Teen Vaccine Trial Volunteer Kearston Stepenosky

The trial of the century.

  • Category
    Health
  • Written by
    Jean Trinh
  • Photographed by
    Shane O’Donnell

When Kearston Stepenosky walked into the National Research Institute last October to receive her first dose of the Pfizer-BioNTech COVID-19 vaccine, she recalls being “by far the youngest person there.”

The Calabasas High School junior and basketball team captain was only 16 at the time when she volunteered to be part of the pharmaceutical companies’ phase 3 clinical study. Initially, the trial was composed of participants 18 and older, but last September, it expanded to adolescents as young as 16, and the following month to those 12 to 15 years old.

“As soon as they started to allow minors in, I knew I wanted to be a part of it,” says Kearston, who’s now 17.

Kearston says she has always been fascinated with medicine, an interest that grew when she studied bacteriophage therapy as part of her school’s AP Capstone program. She was also inspired by her father, Dan Stepenosky, superintendent of the Las Virgenes Unified School District. He participated in the Pfizer trials last August.

“I just remember thinking how interesting it was and how much I wanted to be part of it and help in that small way that I could,” Kearston shares. “I know it’s something that feels like just a tiny, tiny statistic, but obviously, people need to get involved.”

Dan, a colon cancer survivor, had similar reasons for volunteering. “I’m the superintendent of a school district. Obviously, we want our staff and students to be safe. We want to open up our schools and have kids on campus. I like to solve stuff and move forward.”

However, it took some convincing to get Kearston’s parents on board regarding her getting the vaccine. Describing his daughter as a “force of nature,” Dan says  she persistently asked him and his wife, Sharon, for 10 days straight if she could participate in the study.

“I’m 52, so it’s one thing for me to be involved in something experimental,” Dan says. “But when you’re 16, you’re still growing and hopefully have a long, wonderful life ahead of you. I didn’t want to have any kind of medical complications that would impact that. So I was nervous about it.”

After seeing how passionate Kearston felt about participating, the family discussed it with doctors and then gave it the green light.

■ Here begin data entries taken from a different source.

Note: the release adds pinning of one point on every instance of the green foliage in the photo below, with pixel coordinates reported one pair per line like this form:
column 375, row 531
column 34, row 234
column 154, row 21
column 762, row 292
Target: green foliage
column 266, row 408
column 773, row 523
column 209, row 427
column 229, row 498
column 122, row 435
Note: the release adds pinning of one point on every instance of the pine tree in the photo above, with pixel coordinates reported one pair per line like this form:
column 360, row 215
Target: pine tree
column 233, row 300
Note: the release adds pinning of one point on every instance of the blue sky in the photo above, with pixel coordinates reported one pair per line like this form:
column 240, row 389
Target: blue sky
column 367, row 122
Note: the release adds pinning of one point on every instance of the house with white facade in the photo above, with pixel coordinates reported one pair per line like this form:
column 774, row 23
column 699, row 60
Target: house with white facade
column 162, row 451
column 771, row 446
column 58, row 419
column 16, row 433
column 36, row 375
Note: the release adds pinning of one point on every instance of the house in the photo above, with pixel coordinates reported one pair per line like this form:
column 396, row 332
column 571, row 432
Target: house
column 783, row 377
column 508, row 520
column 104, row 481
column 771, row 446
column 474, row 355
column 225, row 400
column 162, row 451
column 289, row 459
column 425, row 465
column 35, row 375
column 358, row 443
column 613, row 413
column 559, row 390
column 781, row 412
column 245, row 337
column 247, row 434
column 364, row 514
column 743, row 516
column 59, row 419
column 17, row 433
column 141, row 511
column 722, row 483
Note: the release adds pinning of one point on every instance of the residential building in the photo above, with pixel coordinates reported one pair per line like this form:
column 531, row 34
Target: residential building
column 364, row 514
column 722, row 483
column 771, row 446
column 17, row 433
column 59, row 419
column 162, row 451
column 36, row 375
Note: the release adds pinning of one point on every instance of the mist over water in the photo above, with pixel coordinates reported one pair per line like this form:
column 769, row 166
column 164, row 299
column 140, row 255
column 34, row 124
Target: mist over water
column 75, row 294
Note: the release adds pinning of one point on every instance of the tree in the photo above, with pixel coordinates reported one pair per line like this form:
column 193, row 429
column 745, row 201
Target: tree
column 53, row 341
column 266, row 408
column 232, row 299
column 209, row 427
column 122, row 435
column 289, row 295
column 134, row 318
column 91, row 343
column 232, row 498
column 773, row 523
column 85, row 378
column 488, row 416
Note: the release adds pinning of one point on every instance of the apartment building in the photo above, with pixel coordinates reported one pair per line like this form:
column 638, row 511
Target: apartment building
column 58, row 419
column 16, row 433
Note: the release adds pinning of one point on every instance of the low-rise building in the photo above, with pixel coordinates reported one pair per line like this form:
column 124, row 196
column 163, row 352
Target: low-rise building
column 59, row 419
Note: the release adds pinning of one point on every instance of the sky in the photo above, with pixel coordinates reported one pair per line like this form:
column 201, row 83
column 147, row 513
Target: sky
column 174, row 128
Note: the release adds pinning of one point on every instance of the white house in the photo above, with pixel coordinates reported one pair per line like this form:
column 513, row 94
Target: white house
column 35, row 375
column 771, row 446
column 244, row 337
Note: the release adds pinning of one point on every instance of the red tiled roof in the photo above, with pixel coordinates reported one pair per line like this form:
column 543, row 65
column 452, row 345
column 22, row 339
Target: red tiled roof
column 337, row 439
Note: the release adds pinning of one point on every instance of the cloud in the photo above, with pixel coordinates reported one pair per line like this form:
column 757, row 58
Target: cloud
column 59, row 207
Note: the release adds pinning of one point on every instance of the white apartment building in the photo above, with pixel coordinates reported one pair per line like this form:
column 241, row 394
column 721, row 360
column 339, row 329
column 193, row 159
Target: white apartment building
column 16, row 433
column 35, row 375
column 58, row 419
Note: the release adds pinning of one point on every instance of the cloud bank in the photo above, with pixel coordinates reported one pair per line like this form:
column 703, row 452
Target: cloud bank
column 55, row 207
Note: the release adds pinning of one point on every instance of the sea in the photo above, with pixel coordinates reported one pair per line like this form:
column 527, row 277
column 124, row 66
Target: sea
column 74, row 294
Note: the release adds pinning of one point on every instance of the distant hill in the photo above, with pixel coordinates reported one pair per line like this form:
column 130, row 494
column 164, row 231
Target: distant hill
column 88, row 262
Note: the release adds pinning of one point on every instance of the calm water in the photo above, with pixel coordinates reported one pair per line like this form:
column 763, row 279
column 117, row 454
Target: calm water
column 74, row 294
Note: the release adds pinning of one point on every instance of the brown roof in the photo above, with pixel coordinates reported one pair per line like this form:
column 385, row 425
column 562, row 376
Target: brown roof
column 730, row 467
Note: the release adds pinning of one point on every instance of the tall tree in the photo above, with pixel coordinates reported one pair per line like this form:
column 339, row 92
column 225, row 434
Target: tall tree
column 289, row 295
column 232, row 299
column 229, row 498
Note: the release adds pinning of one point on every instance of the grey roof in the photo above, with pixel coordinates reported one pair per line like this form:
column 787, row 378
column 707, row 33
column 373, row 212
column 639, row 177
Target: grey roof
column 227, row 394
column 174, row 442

Leading up to her first shot, Kearston went through phone screenings, got a physical exam and blood work done, and took a COVID-19 test. She says she wasn’t nervous because Pfizer outlined the risks carefully and was extremely communicative about them. Kearston had also seen her father go through it, and he didn’t have much of a reaction, except for brief joint and muscle soreness.

On the morning of October 22, Kearston, accompanied by her father, went in to get her first dose. For the following five days, she had chills and felt cold-like symptoms, though she says they weren’t severe. When she received her second vaccine on November 5, she had similar symptoms, but they lasted only a day.

“It’s really far more important that the greater population be vaccinated so everything can get back to normal, because safety is much more important than that minor reaction I had,” Kearston says.

As part of the trial, Kearston will be monitored for a total of 26 months. She fills out a health questionnaire weekly and goes in to get an examination every couple months. She hasn’t had any negative reactions since her last shot.

In December, when the results of the Pfizer trial revealed the vaccine to be 95% effective, Dan says he and Kearston did a happy high five because they “bet on the right horse.”

Dan admits it might sound strange, but he found it to be a great father-daughter experience to go through the trial together. “She’ll tell her children and her grandchildren about it,” he says. “She’ll say, ‘My dad was so crazy he let me try out for a vaccine for that global pandemic from 50 years ago.’ So, it was a cool thing to do together to try and help.”